Four British jihadists who are fighting or recruiting for Islamic State militants in Syria have been placed under United Nations international sanctions at the request of the UK government.
The four have been identified as:
- Omar Hussain: He has previously threatened to bomb the UK and has gloated about the beheading of Britons. He publishes online under his Twitter name Abu Saeed al Britani. A former Morrison's security guard, Hussain, 27, previously lived in High Wycombe with his mother;
- Nasser Muthana: The 20-year-old from Cardiff is believed to have been fighting along with Reyaad Khan who was killed by an RAF drone in Raqqa last month. Nasser's 17-year-old brother, Aseel, is also with him in Syria;
- Aqsa Mahmood: The former pupil of Glasgow's exclusive girls' school, the Craigholme Secondary School, left her home to travel in Syria where she has married an Isis fighter. She has said in social media that she would rather die in Syria than return home to her family in Glasgow; and
- Sally Jones: A mother of two from Chatham in Kent, she once fronted an all-girl rock band. She has threatened via her Twitter account, to "behead Christians with a blunt knife'. Now calling herself Umm Hussain al-Britani, she is believed to be married to British computer hacker-turned jihadi Junaid Hussain from Birmingham following an online romance.

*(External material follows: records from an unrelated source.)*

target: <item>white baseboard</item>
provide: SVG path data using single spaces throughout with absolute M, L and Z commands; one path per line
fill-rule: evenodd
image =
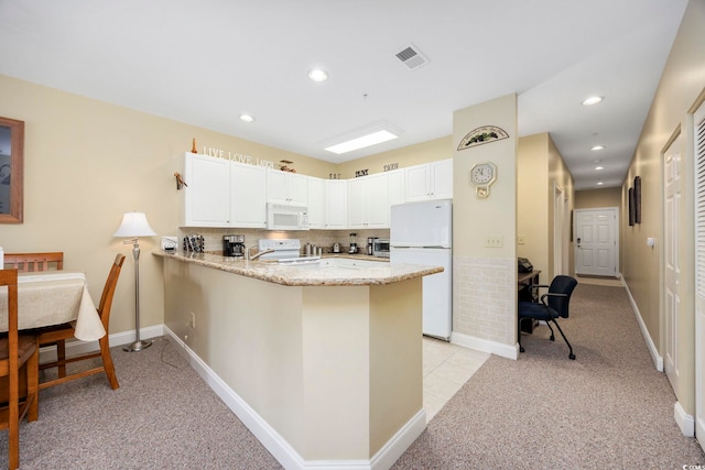
M 477 351 L 489 352 L 492 354 L 501 356 L 507 359 L 519 358 L 519 345 L 503 345 L 497 341 L 490 341 L 488 339 L 477 338 L 470 335 L 464 335 L 462 332 L 453 331 L 451 334 L 451 342 L 466 348 L 475 349 Z
M 426 428 L 426 413 L 422 408 L 370 460 L 305 460 L 291 445 L 232 391 L 188 346 L 169 327 L 169 335 L 191 367 L 213 389 L 235 415 L 250 429 L 272 456 L 286 469 L 382 470 L 390 468 Z
M 641 319 L 641 313 L 639 311 L 639 307 L 637 307 L 637 303 L 634 298 L 631 296 L 631 292 L 629 292 L 629 286 L 625 282 L 625 278 L 621 278 L 621 283 L 627 289 L 627 295 L 629 296 L 629 303 L 631 304 L 631 308 L 634 310 L 634 315 L 637 316 L 637 323 L 639 324 L 639 328 L 641 329 L 641 335 L 647 341 L 647 347 L 649 348 L 649 352 L 651 353 L 651 359 L 653 360 L 653 365 L 659 372 L 663 372 L 663 357 L 659 354 L 655 345 L 651 340 L 651 336 L 649 335 L 649 330 Z M 673 405 L 673 419 L 675 424 L 681 429 L 683 436 L 694 437 L 695 436 L 695 417 L 685 413 L 685 409 L 681 406 L 679 402 L 675 402 Z
M 685 413 L 685 409 L 679 402 L 673 405 L 673 419 L 681 428 L 681 433 L 685 437 L 695 437 L 695 417 Z
M 152 327 L 140 328 L 140 339 L 150 339 L 164 336 L 164 325 L 155 325 Z M 134 341 L 134 330 L 123 331 L 110 335 L 110 347 L 129 345 Z M 66 357 L 85 354 L 87 352 L 98 351 L 100 346 L 98 341 L 70 341 L 66 343 Z M 40 349 L 40 362 L 55 361 L 56 348 L 53 346 Z
M 631 309 L 634 311 L 634 315 L 637 317 L 639 329 L 641 329 L 641 336 L 643 336 L 643 339 L 647 341 L 647 348 L 649 349 L 649 353 L 651 354 L 651 360 L 653 361 L 653 365 L 657 368 L 659 372 L 663 372 L 663 357 L 659 354 L 659 350 L 657 349 L 657 346 L 651 340 L 651 336 L 649 335 L 649 329 L 647 328 L 647 325 L 643 323 L 643 319 L 641 318 L 641 311 L 639 311 L 639 307 L 637 306 L 634 298 L 631 296 L 629 286 L 625 282 L 623 277 L 621 277 L 621 284 L 625 286 L 625 289 L 627 289 L 627 296 L 629 297 Z

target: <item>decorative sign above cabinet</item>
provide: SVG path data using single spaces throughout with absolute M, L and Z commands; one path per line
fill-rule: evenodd
M 209 147 L 209 146 L 204 146 L 203 147 L 203 154 L 204 155 L 208 155 L 208 156 L 215 156 L 215 157 L 218 157 L 218 159 L 231 160 L 232 162 L 247 163 L 248 165 L 267 166 L 269 168 L 273 168 L 274 167 L 274 162 L 272 162 L 271 160 L 261 160 L 261 159 L 254 157 L 252 155 L 245 155 L 242 153 L 226 152 L 224 150 L 213 149 L 213 147 Z

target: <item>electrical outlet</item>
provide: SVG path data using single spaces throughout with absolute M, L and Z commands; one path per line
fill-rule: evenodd
M 502 248 L 505 244 L 505 238 L 502 236 L 491 236 L 485 239 L 485 247 L 487 248 Z

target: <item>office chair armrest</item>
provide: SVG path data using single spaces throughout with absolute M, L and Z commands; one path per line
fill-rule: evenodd
M 555 293 L 555 292 L 546 292 L 545 294 L 543 294 L 541 296 L 541 303 L 543 305 L 546 305 L 546 300 L 545 300 L 546 297 L 567 297 L 567 295 L 566 294 L 558 294 L 558 293 Z

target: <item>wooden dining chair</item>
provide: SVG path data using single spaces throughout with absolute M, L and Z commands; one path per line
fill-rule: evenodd
M 118 383 L 118 376 L 115 373 L 115 365 L 112 363 L 112 357 L 110 356 L 110 334 L 109 334 L 109 325 L 110 325 L 110 309 L 112 307 L 112 296 L 115 295 L 115 288 L 118 285 L 118 277 L 120 276 L 120 270 L 122 269 L 122 263 L 124 262 L 124 254 L 118 254 L 110 266 L 110 273 L 108 274 L 108 280 L 106 281 L 106 285 L 102 288 L 102 295 L 100 296 L 100 304 L 98 304 L 98 315 L 100 316 L 100 321 L 102 323 L 102 327 L 106 329 L 106 335 L 98 340 L 100 345 L 100 351 L 98 352 L 89 352 L 79 356 L 73 356 L 70 358 L 66 358 L 66 340 L 74 338 L 74 324 L 62 324 L 51 327 L 37 328 L 35 331 L 40 336 L 40 345 L 41 346 L 56 346 L 56 361 L 46 362 L 40 364 L 40 370 L 58 368 L 58 376 L 53 380 L 47 380 L 40 383 L 40 390 L 44 390 L 46 387 L 58 385 L 64 382 L 68 382 L 70 380 L 80 379 L 87 375 L 93 375 L 96 373 L 105 372 L 108 376 L 108 381 L 110 382 L 110 386 L 112 390 L 120 387 Z M 66 364 L 76 361 L 84 361 L 87 359 L 101 358 L 102 364 L 97 368 L 93 368 L 86 371 L 76 372 L 73 374 L 66 374 Z
M 48 253 L 4 253 L 4 267 L 15 267 L 20 273 L 64 269 L 64 252 Z
M 39 337 L 18 332 L 18 270 L 0 270 L 0 286 L 8 292 L 8 332 L 0 337 L 0 378 L 7 390 L 7 404 L 0 408 L 0 429 L 9 429 L 10 469 L 20 467 L 20 420 L 39 416 Z M 20 400 L 20 370 L 26 379 L 26 393 Z

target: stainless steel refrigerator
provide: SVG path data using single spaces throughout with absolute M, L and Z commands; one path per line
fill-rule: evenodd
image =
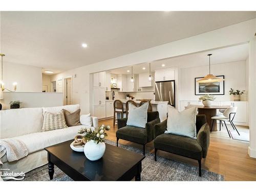
M 175 107 L 175 81 L 155 82 L 155 100 L 168 101 L 168 104 Z

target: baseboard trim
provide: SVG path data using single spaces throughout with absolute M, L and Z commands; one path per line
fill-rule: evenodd
M 249 156 L 253 158 L 256 158 L 256 150 L 253 150 L 249 146 L 248 147 L 248 153 Z

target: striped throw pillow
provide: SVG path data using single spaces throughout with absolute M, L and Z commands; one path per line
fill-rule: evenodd
M 65 117 L 62 110 L 55 114 L 45 112 L 42 131 L 45 132 L 67 127 L 68 126 L 66 123 Z

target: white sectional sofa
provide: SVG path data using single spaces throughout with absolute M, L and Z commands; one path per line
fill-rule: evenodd
M 47 153 L 44 148 L 72 139 L 78 125 L 59 130 L 41 132 L 43 113 L 57 113 L 64 109 L 71 113 L 79 109 L 78 104 L 51 108 L 24 108 L 0 111 L 0 139 L 13 138 L 23 141 L 28 148 L 29 155 L 19 160 L 8 162 L 5 155 L 1 161 L 2 169 L 10 172 L 27 173 L 48 163 Z M 92 126 L 98 127 L 98 118 L 92 117 Z

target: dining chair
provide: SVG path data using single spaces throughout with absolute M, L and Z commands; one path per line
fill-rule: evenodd
M 123 114 L 126 113 L 125 109 L 123 109 L 122 102 L 120 100 L 116 99 L 114 101 L 114 119 L 113 126 L 115 126 L 115 123 L 117 123 L 117 117 L 116 119 L 116 114 L 121 114 L 121 118 L 123 118 Z
M 128 100 L 125 103 L 125 111 L 126 112 L 126 117 L 128 117 L 128 114 L 129 113 L 129 103 L 132 103 L 134 106 L 137 106 L 136 103 L 132 100 Z
M 227 131 L 229 137 L 231 138 L 230 134 L 229 134 L 229 132 L 227 129 L 227 125 L 226 124 L 226 121 L 229 121 L 230 123 L 230 124 L 232 126 L 233 129 L 234 130 L 236 129 L 236 131 L 237 131 L 237 132 L 238 132 L 238 135 L 240 135 L 239 132 L 237 129 L 237 127 L 236 127 L 236 126 L 234 126 L 234 124 L 233 123 L 233 120 L 234 119 L 234 116 L 236 116 L 236 113 L 237 112 L 237 109 L 238 108 L 237 106 L 234 107 L 230 106 L 225 110 L 222 115 L 212 117 L 211 119 L 213 119 L 214 120 L 212 121 L 212 124 L 211 124 L 211 127 L 210 129 L 211 133 L 211 131 L 212 130 L 212 127 L 214 126 L 214 121 L 219 120 L 220 121 L 220 130 L 221 130 L 221 123 L 222 123 L 222 121 L 223 121 L 225 126 L 226 126 L 226 129 L 227 129 Z
M 152 104 L 151 104 L 151 100 L 150 100 L 147 99 L 141 99 L 140 102 L 140 106 L 141 106 L 144 103 L 145 103 L 147 102 L 148 102 L 148 108 L 147 108 L 147 111 L 152 111 Z

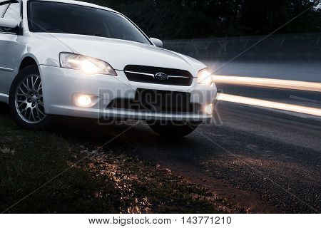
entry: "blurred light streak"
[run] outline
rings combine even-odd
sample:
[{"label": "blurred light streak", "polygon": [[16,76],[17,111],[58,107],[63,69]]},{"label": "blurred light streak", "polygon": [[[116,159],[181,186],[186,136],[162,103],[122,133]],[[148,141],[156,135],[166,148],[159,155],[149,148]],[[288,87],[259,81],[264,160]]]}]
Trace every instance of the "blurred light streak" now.
[{"label": "blurred light streak", "polygon": [[306,81],[289,81],[262,78],[248,78],[240,76],[213,76],[218,83],[227,83],[241,86],[253,86],[289,90],[321,92],[321,83]]},{"label": "blurred light streak", "polygon": [[243,105],[274,108],[285,111],[321,116],[321,108],[317,108],[287,104],[275,101],[250,98],[247,97],[242,97],[225,93],[218,93],[217,99],[218,100],[232,102]]}]

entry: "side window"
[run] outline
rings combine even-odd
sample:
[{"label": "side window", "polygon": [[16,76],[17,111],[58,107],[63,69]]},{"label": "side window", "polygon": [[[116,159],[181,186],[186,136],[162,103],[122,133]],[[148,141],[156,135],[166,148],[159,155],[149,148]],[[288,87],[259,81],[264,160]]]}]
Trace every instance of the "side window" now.
[{"label": "side window", "polygon": [[4,16],[4,11],[6,9],[8,6],[9,4],[0,5],[0,17],[2,17],[2,16]]},{"label": "side window", "polygon": [[5,19],[13,19],[20,21],[20,4],[18,2],[11,3],[4,16]]}]

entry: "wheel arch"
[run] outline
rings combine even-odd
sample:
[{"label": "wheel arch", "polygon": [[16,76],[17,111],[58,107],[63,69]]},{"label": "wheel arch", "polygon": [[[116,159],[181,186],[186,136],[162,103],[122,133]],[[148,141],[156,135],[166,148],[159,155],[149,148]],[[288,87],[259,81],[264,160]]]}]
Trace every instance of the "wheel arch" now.
[{"label": "wheel arch", "polygon": [[21,58],[18,73],[20,72],[22,69],[29,66],[36,66],[38,69],[39,69],[39,63],[36,58],[33,55],[26,54]]}]

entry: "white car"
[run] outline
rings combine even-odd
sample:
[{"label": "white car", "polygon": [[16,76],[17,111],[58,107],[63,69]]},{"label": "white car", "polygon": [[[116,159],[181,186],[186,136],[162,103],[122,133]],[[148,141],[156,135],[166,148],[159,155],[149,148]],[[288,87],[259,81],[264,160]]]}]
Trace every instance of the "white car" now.
[{"label": "white car", "polygon": [[216,94],[204,64],[111,9],[0,0],[0,101],[22,128],[44,129],[55,115],[135,119],[184,136],[210,120]]}]

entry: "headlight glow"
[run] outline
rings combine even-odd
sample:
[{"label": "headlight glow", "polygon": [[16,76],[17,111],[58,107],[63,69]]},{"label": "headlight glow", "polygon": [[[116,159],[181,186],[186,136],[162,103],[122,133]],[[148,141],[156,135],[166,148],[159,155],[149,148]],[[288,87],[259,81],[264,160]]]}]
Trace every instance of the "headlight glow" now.
[{"label": "headlight glow", "polygon": [[200,70],[198,76],[198,84],[211,86],[213,83],[212,73],[208,68]]},{"label": "headlight glow", "polygon": [[106,74],[117,76],[115,70],[108,63],[71,53],[60,53],[60,65],[62,68],[80,70],[88,75]]}]

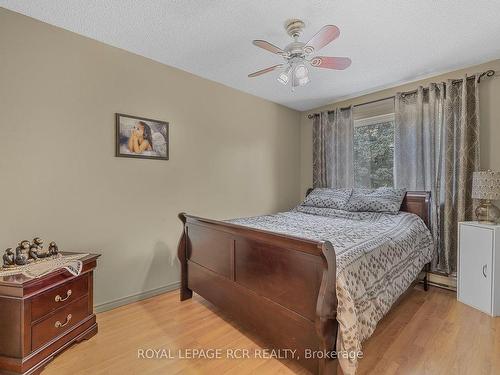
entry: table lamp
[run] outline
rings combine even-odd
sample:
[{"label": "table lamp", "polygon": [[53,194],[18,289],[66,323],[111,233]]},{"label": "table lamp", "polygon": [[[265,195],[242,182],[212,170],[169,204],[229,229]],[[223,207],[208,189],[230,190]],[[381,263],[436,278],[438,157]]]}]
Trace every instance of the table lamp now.
[{"label": "table lamp", "polygon": [[500,172],[474,172],[472,198],[480,199],[476,208],[477,220],[482,224],[496,224],[500,219],[500,210],[491,201],[500,199]]}]

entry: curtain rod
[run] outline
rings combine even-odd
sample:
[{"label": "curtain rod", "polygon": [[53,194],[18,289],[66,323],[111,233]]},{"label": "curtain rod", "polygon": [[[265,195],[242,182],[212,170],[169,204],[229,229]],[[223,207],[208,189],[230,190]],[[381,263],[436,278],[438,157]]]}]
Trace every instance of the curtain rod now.
[{"label": "curtain rod", "polygon": [[[489,69],[489,70],[486,70],[485,72],[482,72],[479,77],[477,78],[477,82],[481,82],[481,78],[486,76],[486,77],[493,77],[495,75],[495,71],[493,69]],[[474,77],[467,77],[467,79],[473,79]],[[458,83],[458,82],[462,82],[461,79],[454,79],[452,81],[452,83]],[[424,90],[427,89],[427,88],[424,88]],[[413,91],[407,91],[405,92],[406,95],[408,94],[413,94],[417,92],[417,90],[413,90]],[[360,107],[362,105],[367,105],[367,104],[373,104],[373,103],[377,103],[377,102],[383,102],[384,100],[389,100],[389,99],[394,99],[395,96],[394,95],[391,95],[391,96],[387,96],[385,98],[381,98],[381,99],[375,99],[375,100],[370,100],[369,102],[364,102],[364,103],[359,103],[359,104],[355,104],[353,106],[350,106],[350,107]],[[342,107],[340,108],[341,110],[342,109],[349,109],[350,107]],[[328,112],[333,112],[333,111],[328,111]],[[319,113],[311,113],[310,115],[307,116],[308,119],[313,119],[314,117],[316,116],[319,116]]]}]

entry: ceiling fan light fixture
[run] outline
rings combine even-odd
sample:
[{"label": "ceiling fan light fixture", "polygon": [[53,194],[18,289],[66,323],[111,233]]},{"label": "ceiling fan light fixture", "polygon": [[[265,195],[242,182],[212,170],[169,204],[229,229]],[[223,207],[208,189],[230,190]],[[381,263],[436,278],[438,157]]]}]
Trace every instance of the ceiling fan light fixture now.
[{"label": "ceiling fan light fixture", "polygon": [[281,72],[277,78],[278,82],[286,86],[288,81],[290,80],[290,71],[291,70],[292,70],[292,67],[289,66],[283,72]]},{"label": "ceiling fan light fixture", "polygon": [[295,66],[293,75],[297,86],[305,86],[311,81],[309,79],[309,70],[303,63],[299,63]]},{"label": "ceiling fan light fixture", "polygon": [[286,66],[277,77],[277,81],[284,86],[290,82],[292,91],[294,91],[295,87],[305,86],[311,81],[307,64],[310,64],[313,68],[335,70],[344,70],[351,65],[351,59],[348,57],[310,56],[312,53],[318,52],[321,48],[338,38],[340,30],[337,26],[323,26],[307,43],[299,40],[304,26],[304,22],[298,19],[286,21],[285,29],[288,35],[293,38],[293,42],[289,43],[284,48],[276,47],[274,44],[266,42],[265,40],[254,40],[254,45],[281,56],[285,62],[258,70],[249,74],[248,77],[258,77]]}]

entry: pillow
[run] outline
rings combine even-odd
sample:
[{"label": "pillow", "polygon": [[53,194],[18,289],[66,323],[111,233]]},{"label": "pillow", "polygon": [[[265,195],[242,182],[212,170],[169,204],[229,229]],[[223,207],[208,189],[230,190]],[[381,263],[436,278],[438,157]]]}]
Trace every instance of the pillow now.
[{"label": "pillow", "polygon": [[385,212],[397,214],[406,195],[406,189],[381,187],[378,189],[353,189],[344,209],[355,212]]},{"label": "pillow", "polygon": [[316,188],[304,199],[302,205],[343,210],[351,192],[352,189]]}]

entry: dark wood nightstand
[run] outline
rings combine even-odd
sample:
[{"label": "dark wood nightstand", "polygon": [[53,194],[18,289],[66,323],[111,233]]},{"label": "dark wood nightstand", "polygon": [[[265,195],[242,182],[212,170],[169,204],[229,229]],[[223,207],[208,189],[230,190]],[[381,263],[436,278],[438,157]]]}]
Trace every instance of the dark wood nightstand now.
[{"label": "dark wood nightstand", "polygon": [[97,333],[93,272],[99,256],[81,259],[79,276],[61,269],[38,279],[0,277],[0,374],[38,374],[71,344]]}]

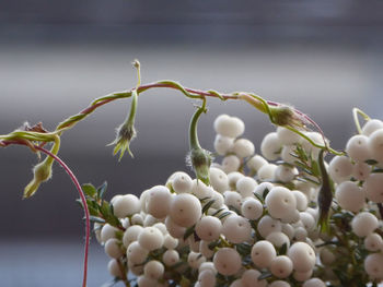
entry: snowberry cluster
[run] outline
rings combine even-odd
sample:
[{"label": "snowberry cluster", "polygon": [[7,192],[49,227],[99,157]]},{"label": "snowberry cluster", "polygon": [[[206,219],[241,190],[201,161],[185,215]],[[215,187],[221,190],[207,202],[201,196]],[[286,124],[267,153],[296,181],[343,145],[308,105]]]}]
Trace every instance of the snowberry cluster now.
[{"label": "snowberry cluster", "polygon": [[[95,223],[109,273],[127,286],[325,287],[383,279],[383,122],[369,120],[325,167],[334,189],[318,228],[320,148],[278,127],[260,153],[236,117],[219,116],[210,183],[174,172],[116,195],[119,224]],[[325,145],[317,132],[303,132]],[[105,218],[104,218],[105,219]]]}]

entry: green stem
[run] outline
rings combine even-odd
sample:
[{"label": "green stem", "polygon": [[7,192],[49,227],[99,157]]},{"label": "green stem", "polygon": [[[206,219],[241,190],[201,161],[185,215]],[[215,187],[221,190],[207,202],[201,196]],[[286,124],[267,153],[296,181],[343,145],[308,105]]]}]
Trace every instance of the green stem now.
[{"label": "green stem", "polygon": [[370,117],[365,112],[363,112],[361,109],[358,109],[358,108],[352,109],[355,125],[357,127],[358,133],[361,134],[362,129],[360,128],[360,123],[359,123],[359,118],[358,118],[359,115],[362,116],[363,119],[367,121],[370,120]]},{"label": "green stem", "polygon": [[202,115],[202,112],[206,111],[206,98],[202,98],[202,106],[198,108],[198,110],[193,115],[193,118],[190,120],[189,124],[189,145],[190,150],[194,148],[201,148],[199,141],[198,141],[198,133],[197,133],[197,123],[199,117]]}]

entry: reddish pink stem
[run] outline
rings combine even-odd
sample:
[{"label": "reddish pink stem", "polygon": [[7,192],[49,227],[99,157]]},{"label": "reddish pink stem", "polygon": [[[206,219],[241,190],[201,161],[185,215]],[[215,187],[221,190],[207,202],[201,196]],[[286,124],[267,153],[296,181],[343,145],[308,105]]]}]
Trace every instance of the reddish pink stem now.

The UN sanctions mean that the four face travel bans and will have their assets frozen. The move to place jihadists under UN sanctions is a new tactic adopted by the UK government to try and stop more people from being lured to join Isis, the BBC said.
According to British police, at least 700 Britons have traveled to support or fight for jihadist groups in Syria and Iraq. About half have since returned to the UK.
A government official said that this was the first time in 10 years that the UK had submitted names to the UN sanctions committee for inclusion in its list. The move is aimed at sending out a deterrent message.
The name of a fifth person has been put forward to be included in the list and is awaiting approval by the sanctions committee. More British nationals are expected to be placed on the list, the BBC said.
The government submitted dossiers of evidence to the committee to show that the British nationals were "participating in the financing, planning, facilitating, preparing or perpetrating of acts or activities," related to Isis. Uploading bomb-making instructions to social media was among the activities listed, the BBC said.
The UN sanctions regime was initially set up to deal with suspected al-Qaeda terrorists but has now been extended to fight against Isis.
"We will absolutely go after people who fight for Isil (another name for Isis) and are threatening our country," the government official told the BBC.
In addition to this, the government has set aside £10m for a new unit to fight propaganda from Isis militants and to set up a new committee of senior ministers to focus on the Isis threat. The new unit will be based in London but will have links with the Arab world.